Players also have flexibility in the type of business model they choose (see Figure 10). 

Independent companies can grow by acquiring smaller players or expanding one market at a time. This model is most applicable where local brands and relationships are key, cross-market brands aren’t critical, and the service can stand alone at some level. 

Local aggregators seek successful local businesses that have established a strong presence in their communities and provide those businesses with added support such as capital, best practice sharing and purchasing economies. Local aggregators can vary, ranging from corporate involvement from aggregators that have established a common playbook among local entities to aggregators that have a lighter touch of best practice sharing.

Franchises can offer additional value to customers by standardizing quality, services, insurance and other offerings across geographies. Once expertise and reputation are developed locally, companies can share these through franchise agreements in order to address a greater share of the market. Some franchises begin with a single location and a limited set of competencies, then cover more locations and services over time. 

National brands such as Home Depot and Lowe’s often offer installation services with certain products. Although these businesses mainly sell merchandise, installation services complement the sale and can improve the customer experience. These retailers typically contract the services out, giving market participants access to a large set of potential customers. 

Aggregator platforms can attract homeowners looking for a selection of service providers. Service providers can become preferred providers with marketing and/or delivery tailored to the needs of the platform and its customers. In return, providers gain convenient access to customers and the option to outsource gatekeeping services like quality guarantees and payment processing. 

Given the options, which way should home services businesses go? It depends on the answers to three groups of questions. 

Nature of the business

  • Does our business emphasize low-cost or reliable execution, so that we should allow others to generate leads and market for us (national retailer or aggregator)?

  • To what extent can business success be understood as a system or method of working that can be licensed to others (franchise) versus one that requires strict control to execute (independent company)?

  • Does a particular business service have intrinsic demand, or does demand rely on another product or service (national retailer)?

Customer needs

  • Is there a lack of trust in the service and its providers, requiring intermediaries to help reassure consumers and build the market (national retailer, aggregator or franchise)?

  • When considering the service, what relative importance does the customer place on the service itself (independent company) versus the reputation or other ancillary aspects of the provider (franchise)?

  • Are local relationships and presence most critical in winning consumers’ trust and business (independent company or marketing platform)?

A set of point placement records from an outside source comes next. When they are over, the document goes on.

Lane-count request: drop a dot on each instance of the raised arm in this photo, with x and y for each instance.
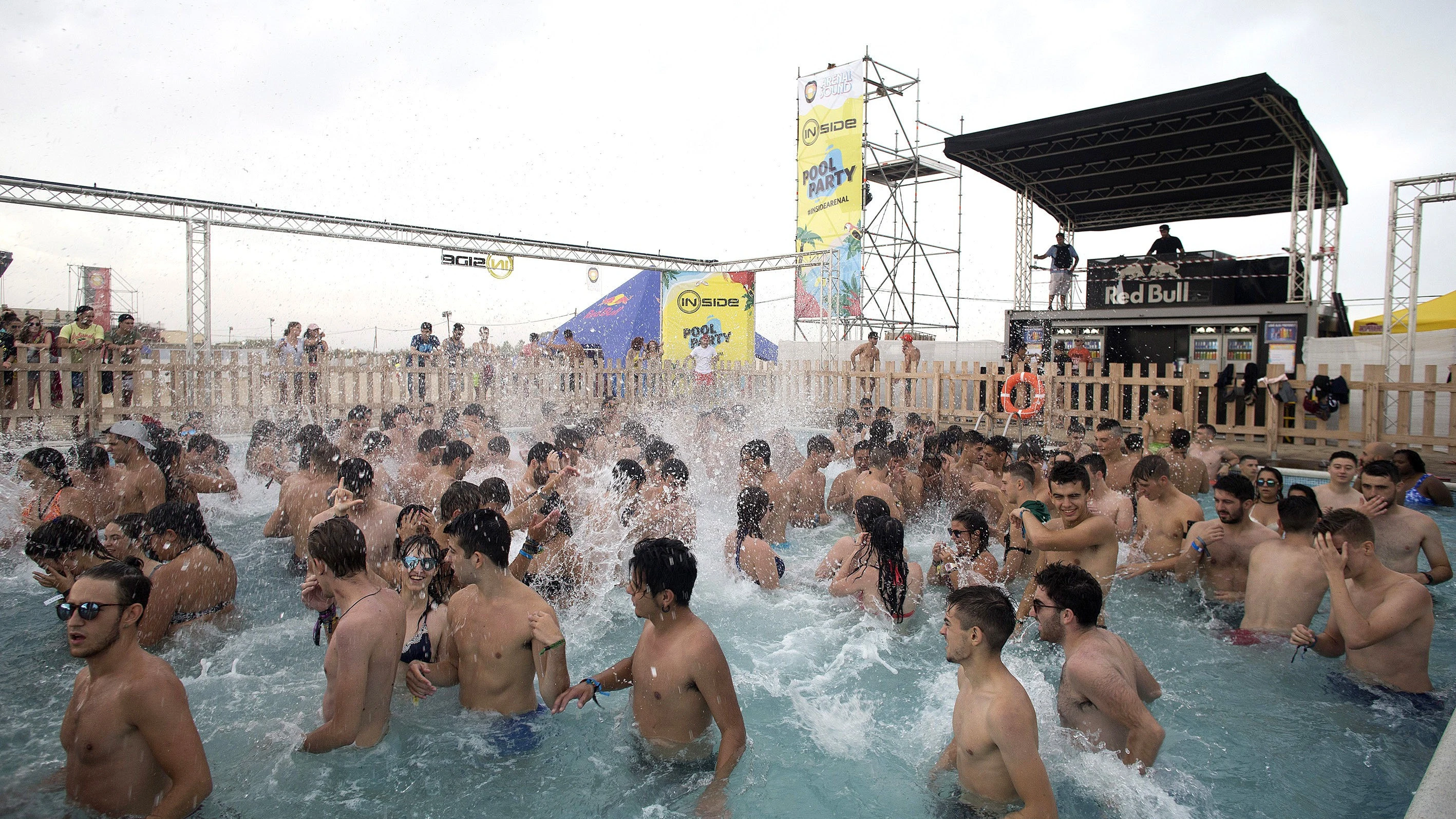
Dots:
(162, 718)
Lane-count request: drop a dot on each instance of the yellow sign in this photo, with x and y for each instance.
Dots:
(832, 162)
(715, 304)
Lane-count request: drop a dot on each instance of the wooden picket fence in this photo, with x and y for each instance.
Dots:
(236, 388)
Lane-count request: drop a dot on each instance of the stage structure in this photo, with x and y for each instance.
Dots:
(886, 270)
(200, 216)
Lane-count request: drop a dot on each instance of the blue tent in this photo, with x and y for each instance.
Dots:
(635, 309)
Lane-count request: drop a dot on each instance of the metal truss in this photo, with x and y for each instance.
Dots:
(1403, 265)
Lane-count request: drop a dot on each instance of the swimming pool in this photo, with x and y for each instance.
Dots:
(845, 713)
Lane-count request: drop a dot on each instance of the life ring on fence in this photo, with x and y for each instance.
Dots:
(1038, 395)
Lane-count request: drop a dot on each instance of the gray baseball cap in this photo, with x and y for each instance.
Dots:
(133, 430)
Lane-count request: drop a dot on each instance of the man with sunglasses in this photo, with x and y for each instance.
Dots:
(131, 748)
(1106, 687)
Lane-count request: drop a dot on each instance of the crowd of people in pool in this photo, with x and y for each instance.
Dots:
(414, 577)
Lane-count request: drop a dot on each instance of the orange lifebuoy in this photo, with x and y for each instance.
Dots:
(1038, 396)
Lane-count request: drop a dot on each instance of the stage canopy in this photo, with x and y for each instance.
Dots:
(1221, 150)
(635, 309)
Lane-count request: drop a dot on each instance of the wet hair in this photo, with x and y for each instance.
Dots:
(986, 608)
(185, 520)
(455, 451)
(1075, 588)
(1298, 514)
(1382, 469)
(59, 537)
(1349, 524)
(1094, 463)
(339, 544)
(758, 448)
(675, 472)
(133, 588)
(1237, 485)
(431, 440)
(1151, 467)
(1071, 473)
(976, 521)
(753, 505)
(665, 565)
(51, 465)
(494, 491)
(1413, 457)
(459, 498)
(357, 474)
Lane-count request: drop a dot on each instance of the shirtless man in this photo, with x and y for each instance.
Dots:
(1379, 619)
(131, 748)
(1286, 581)
(1338, 493)
(867, 358)
(455, 462)
(1164, 512)
(841, 498)
(1119, 463)
(904, 483)
(503, 640)
(1218, 459)
(806, 485)
(1188, 474)
(993, 744)
(754, 470)
(1218, 550)
(356, 501)
(874, 481)
(140, 485)
(1401, 533)
(1160, 422)
(1103, 501)
(304, 495)
(679, 675)
(912, 363)
(365, 640)
(1075, 536)
(1106, 687)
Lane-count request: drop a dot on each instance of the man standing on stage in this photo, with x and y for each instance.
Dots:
(1063, 258)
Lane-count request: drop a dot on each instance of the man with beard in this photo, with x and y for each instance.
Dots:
(679, 675)
(1400, 533)
(993, 742)
(1106, 687)
(131, 748)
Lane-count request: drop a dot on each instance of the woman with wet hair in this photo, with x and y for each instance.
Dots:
(878, 577)
(198, 579)
(47, 473)
(746, 549)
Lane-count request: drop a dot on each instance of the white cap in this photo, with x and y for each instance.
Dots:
(133, 430)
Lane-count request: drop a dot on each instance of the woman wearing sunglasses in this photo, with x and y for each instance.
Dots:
(1270, 489)
(420, 581)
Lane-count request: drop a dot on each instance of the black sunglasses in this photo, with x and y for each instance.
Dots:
(89, 610)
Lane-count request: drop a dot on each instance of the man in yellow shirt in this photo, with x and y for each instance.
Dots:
(82, 336)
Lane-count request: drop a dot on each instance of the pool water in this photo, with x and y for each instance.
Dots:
(845, 713)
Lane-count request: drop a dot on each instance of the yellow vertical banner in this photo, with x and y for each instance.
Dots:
(715, 304)
(832, 203)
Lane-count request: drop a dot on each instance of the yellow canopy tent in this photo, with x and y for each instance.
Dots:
(1434, 315)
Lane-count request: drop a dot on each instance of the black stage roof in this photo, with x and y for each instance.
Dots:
(1221, 150)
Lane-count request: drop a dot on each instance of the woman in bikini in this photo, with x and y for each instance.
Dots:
(198, 579)
(419, 579)
(880, 577)
(746, 549)
(54, 497)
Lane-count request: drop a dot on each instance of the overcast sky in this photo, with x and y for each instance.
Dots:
(642, 127)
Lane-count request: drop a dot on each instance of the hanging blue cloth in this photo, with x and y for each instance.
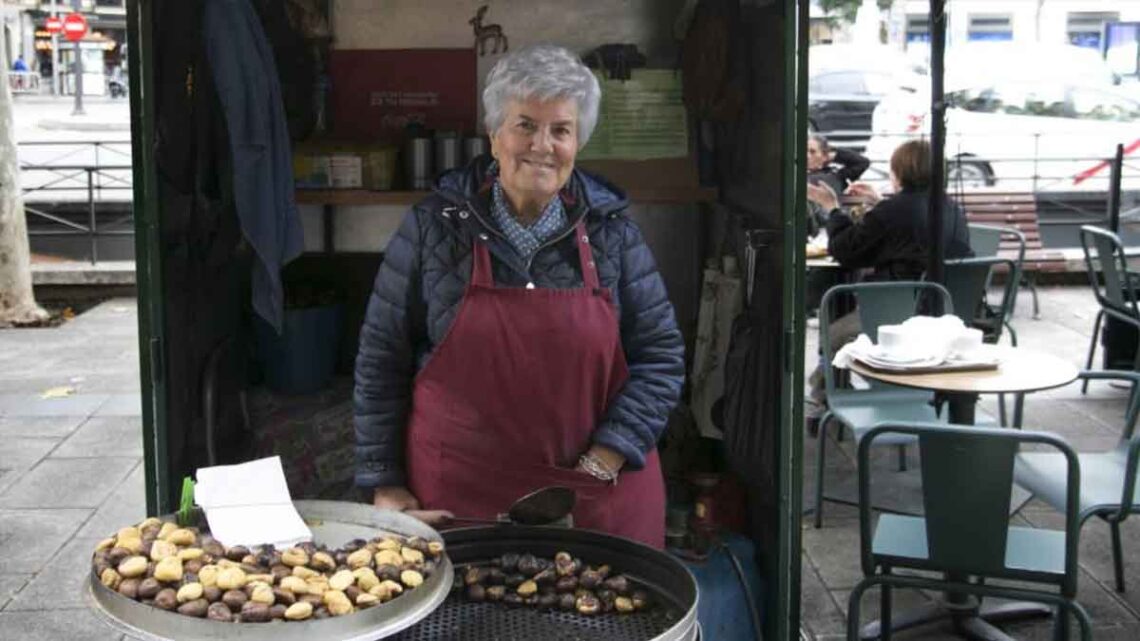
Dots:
(245, 75)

  • To what extent are diverse customers better served by partnering with local business owners (franchise or national retailer) versus serving them directly (independent company or aggregator)?

Corporate strategy and finance

  • Do we want to share the risk and capital of expanding into other markets (franchise or national retailer)?

  • Is speed an imperative in building scale, such as to establish brand or footprint before competitors do (franchise or national retailer)?

  • Is achieving scale necessary to make capital investments such as digitalization (franchise)?

  • Are we willing to invest in partnerships that can generate significant business but that may cause us to become more dependent (national retailer or aggregator)?

Winning models that meet demographic needs

The home services market has always been underwritten by population and household income growth. Now the economics are even more attractive as younger generations turn to outsourcing their home maintenance, installation and other discrete tasks. In response, providers are increasingly professionalizing and digitalizing the service experience, laying the groundwork for further market consolidation. Scaled players that arrive at the right business model and growth pathway can position themselves to benefit from shifts to do-it-for-me.